子どもたちへのAR/VRコンテンツの普及

新型コロナウイルスによる影響を受けたのは、大人たちだけではありません。外で遊んだり、学校で学んだりする時間が減り、自宅で待機しなければならない子どもたちに向けて、AR/VRコンテンツへのアクセスを容易にする試みが始まっています。「おでかけめがねプロジェクト」を提供する株式会社Froritは、2020年3月17日、新型コロナウイルスで外出が困難になった子どもたちを始めとしたすべての人へ向けて、VRコンテンツの無償公開を始めました。同プロジェクトは、世界中の風景を集め、VR体験を通じて旅のような疑似体験をできるものです。YouTubeを利用した提供のため、多くの人が気軽にアクセスしやすい点も特徴です。

同様の事例として、株式会社ジョリーグッドは、同社が提供する発達障害支援VRプログラム内で「VR動物園」を公開することを発表しました。本プログラムでは、VRを通じてジャイアントパンダやイルカなど、人気の動物たちを間近で見ることができますAR/VR技術を利用した子ども向けのコンテンツは、これまでもさまざまな領域で開発されてきました。

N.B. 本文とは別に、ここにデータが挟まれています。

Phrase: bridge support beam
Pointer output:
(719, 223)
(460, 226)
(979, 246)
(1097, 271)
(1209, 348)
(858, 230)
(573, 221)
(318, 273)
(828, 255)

あくまでエンターテインメントのひとつの形としてリリースされてきたコンテンツがほとんどですが、新型コロナウイルスの影響下で、必然的なものとして需要が高まっています。

AR/VRの普及と需要が高まっていく可能性

新型コロナウイルスの蔓延は、自宅で個々に時間を過ごすことを強いています。そのため、AR/VRコンテンツが求められるシーンはより多くなり、ユーザー同士がAR/VRプラットフォームをベースとしてコミュニケーションを取ることも必然的に増えていくでしょう。これまでは副次的なコンテンツであったものが、主要なものとして求められる。あるいは、企業のひとつの主要ツールとして利用される。そのような変化が、新型コロナウイルスの影響によってAR/VR業界に広がるかもしれません。